Avec ces chaleurs extrêmes de plus en plus fréquentes, travailler dans les champs du sud des États-Unis devient dangereux. En Floride, ces ouvrières sont particulièrement vulnérables. Beaucoup comme Fernanda sont en situation irrégulière, ne bénéficient d’aucune protection et risquent donc l’expulsion. Mais l’intensité de la crise climatique et le danger pour leur vie les a décidées à se mobiliser pour demander de meilleures conditions de travail à leur employeur.  

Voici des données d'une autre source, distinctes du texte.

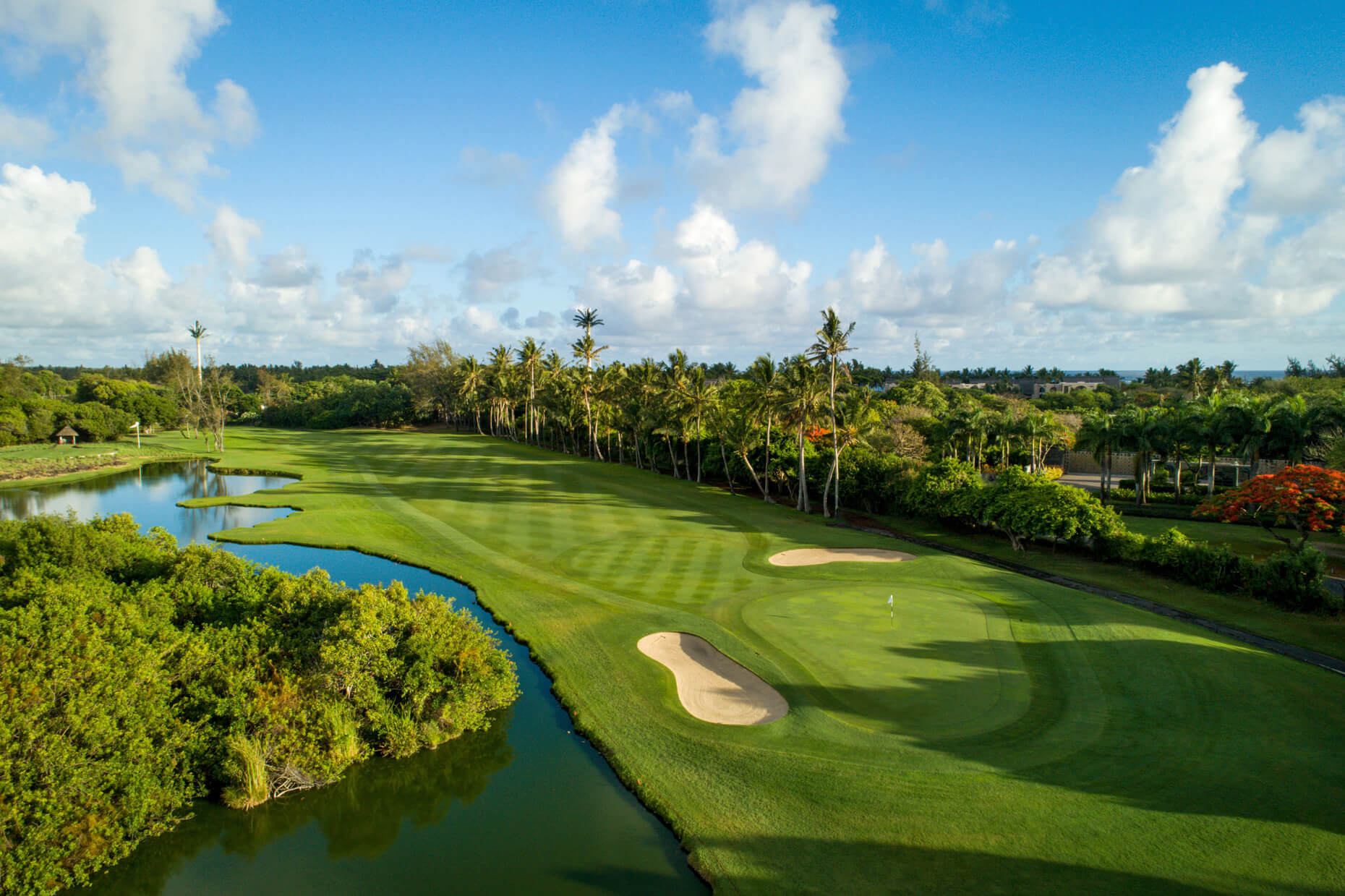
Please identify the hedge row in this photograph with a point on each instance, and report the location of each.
(1022, 506)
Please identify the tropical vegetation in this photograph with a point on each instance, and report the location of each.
(137, 675)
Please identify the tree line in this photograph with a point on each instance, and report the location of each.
(139, 675)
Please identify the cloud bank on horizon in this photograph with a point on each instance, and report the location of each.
(1224, 231)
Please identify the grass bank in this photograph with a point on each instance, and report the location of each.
(996, 735)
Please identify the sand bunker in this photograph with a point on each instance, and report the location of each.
(712, 686)
(814, 556)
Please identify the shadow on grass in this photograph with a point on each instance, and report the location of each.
(879, 868)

« Les immigrés sans-papiers qui travaillent dans ce pays méritent d’être traités avec dignité, comme des êtres humains, explique Sandra, originaire du Salvador, qui travaille depuis seize ans dans les pépinières de Floride. Tout ce que je veux, c’est être entendue, et ne pas être traitée comme un animal. Nous sommes humains et nous souffrons de cette chaleur extrême. C’est pour cela que nous nous battons : nous demandons de l’eau, de l’ombre et des temps de repos dans nos journées travail. » 

 

Mobilisation des associations environnementales

 

Depuis Miami, plusieurs organisations environnementales soutiennent ces ouvrières sans-papiers. « Dans le comté de Miami, nous avons des centaines de milliers de travailleurs en extérieur. Ils travaillent dans l’agriculture, la construction, le jardinage, et beaucoup de domaines qui sont vitaux pour notre économie », indique Oscar Londonio, directeur adjoint de l’ONG WeCount.

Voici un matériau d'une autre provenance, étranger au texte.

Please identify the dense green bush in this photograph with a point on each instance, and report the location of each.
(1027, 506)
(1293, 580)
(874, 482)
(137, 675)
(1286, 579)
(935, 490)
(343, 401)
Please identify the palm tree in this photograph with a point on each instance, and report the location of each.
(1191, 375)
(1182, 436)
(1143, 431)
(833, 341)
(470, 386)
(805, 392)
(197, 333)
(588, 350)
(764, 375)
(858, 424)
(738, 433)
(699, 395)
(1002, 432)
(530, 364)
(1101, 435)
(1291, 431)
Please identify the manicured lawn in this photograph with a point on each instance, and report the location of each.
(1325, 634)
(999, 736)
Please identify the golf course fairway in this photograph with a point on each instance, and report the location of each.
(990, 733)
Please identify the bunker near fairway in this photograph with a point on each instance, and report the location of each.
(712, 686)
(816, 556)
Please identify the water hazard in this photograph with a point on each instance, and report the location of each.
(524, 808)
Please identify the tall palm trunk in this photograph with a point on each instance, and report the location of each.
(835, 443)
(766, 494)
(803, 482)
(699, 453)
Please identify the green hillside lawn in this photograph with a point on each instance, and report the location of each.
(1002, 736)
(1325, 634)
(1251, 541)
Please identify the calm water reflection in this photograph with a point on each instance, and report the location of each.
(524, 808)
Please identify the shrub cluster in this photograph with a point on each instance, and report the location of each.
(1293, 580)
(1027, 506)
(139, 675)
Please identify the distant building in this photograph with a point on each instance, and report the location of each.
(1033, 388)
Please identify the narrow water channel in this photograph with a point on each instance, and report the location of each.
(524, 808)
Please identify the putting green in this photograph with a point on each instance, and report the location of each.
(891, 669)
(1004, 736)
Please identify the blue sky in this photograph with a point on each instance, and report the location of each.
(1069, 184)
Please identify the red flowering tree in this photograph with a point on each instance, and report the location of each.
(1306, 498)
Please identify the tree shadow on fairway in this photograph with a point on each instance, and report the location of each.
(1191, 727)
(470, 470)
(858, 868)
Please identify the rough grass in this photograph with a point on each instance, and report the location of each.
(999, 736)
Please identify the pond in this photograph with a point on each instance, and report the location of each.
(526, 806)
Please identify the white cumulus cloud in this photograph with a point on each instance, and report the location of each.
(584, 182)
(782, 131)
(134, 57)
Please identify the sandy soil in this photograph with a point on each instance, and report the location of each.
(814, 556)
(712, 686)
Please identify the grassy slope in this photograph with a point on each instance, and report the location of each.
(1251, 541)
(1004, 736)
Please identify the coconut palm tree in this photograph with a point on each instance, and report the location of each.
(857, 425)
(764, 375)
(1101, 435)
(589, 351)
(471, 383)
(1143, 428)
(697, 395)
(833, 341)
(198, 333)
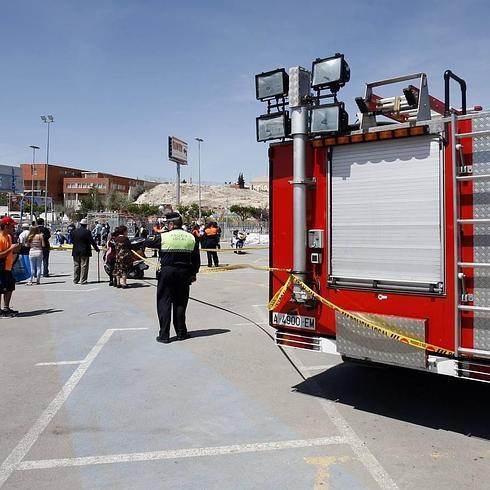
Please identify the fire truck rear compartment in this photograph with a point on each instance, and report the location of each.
(407, 241)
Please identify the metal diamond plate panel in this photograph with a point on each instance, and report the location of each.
(355, 340)
(481, 209)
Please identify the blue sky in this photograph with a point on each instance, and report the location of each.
(120, 76)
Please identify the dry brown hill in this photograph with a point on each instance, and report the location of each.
(212, 196)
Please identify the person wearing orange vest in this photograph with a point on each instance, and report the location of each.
(211, 241)
(7, 251)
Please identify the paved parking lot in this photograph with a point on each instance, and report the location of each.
(88, 399)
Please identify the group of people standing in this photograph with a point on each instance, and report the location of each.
(34, 240)
(118, 257)
(209, 237)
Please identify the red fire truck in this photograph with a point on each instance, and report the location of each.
(380, 230)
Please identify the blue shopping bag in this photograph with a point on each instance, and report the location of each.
(22, 268)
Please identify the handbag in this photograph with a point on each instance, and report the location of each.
(22, 268)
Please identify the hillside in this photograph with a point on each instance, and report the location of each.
(212, 196)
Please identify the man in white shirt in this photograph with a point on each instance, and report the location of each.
(24, 234)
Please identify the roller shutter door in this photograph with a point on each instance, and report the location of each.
(386, 211)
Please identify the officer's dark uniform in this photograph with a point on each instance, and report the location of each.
(180, 262)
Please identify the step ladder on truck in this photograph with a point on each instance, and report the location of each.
(384, 256)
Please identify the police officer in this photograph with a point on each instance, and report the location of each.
(180, 262)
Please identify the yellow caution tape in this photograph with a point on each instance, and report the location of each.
(239, 250)
(392, 334)
(280, 294)
(357, 317)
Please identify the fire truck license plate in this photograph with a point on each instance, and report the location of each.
(293, 320)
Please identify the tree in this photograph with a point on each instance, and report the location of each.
(245, 212)
(241, 181)
(116, 201)
(141, 210)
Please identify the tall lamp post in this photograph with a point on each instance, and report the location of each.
(34, 148)
(199, 141)
(48, 120)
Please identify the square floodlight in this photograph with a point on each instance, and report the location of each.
(333, 72)
(272, 126)
(328, 119)
(271, 84)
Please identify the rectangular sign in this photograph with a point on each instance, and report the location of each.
(177, 150)
(286, 320)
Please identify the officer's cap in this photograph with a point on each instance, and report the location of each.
(173, 216)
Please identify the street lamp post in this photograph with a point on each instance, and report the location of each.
(34, 148)
(199, 141)
(48, 120)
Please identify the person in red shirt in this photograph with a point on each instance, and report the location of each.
(7, 251)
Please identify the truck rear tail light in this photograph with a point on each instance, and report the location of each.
(418, 130)
(401, 133)
(385, 135)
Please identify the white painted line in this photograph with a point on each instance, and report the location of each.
(179, 453)
(59, 363)
(79, 290)
(347, 432)
(13, 460)
(360, 448)
(318, 368)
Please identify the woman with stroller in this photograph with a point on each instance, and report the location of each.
(124, 257)
(211, 241)
(110, 256)
(35, 242)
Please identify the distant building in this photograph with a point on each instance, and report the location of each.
(34, 176)
(74, 188)
(11, 179)
(260, 184)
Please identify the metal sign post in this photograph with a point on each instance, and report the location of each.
(177, 152)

Les activistes écolo face aux climato-sceptiques

En Floride, le gouverneur Ron DeSantis est même opposé aux mesures visant à limiter le réchauffement climatique, qu’il qualifie de « trucs de gauchistes », au grand dam des écologistes locaux.

Sur son téléphone, Adam Roberti est connecté sur le site de la fondation Cortada, qui montre une projection de la montée des eaux à Miami. © David Thomson / RFI

 

 « Toute personne qui s’inquiète pour l’environnement est qualifiée de woke par le gouverneur, regrette l’éco-artiste Xavier Cortada, dont la fondation tente de sensibiliser l’opinion au changement climatique. Nier la science, c’est vraiment ce qui détruit le futur de cette planète. »  

Dans le Sud conservateur des États-Unis, beaucoup ont encore du mal à admettre la réalité du réchauffement climatique. Un déni contre lequel Adam Roberti, directeur de la fondation Cortada, essaye de lutter en distribuant des affiches artistiques illustrant les zones des quartiers de Miami menacés par la montée des eaux.  

 « C’est effrayant de voir combien ce déni radical est répandu, s’inquiète Adam Roberti. Les gens répètent ce qu’ils entendent sur Fox News. Que le changement climatique ne serait qu’un canular communiste. Tout simplement parce qu’ils ne veulent entendre parler des régulations qui permettraient de lutter contre le changement climatique. » 

Pourtant, la Floride est aux avant-postes du changement climatique, avec une autre menace : celle de la montée du niveau de la mer, qui pourrait transformer Miami en un vaste marécage invivable d’ici à une cinquantaine d’années.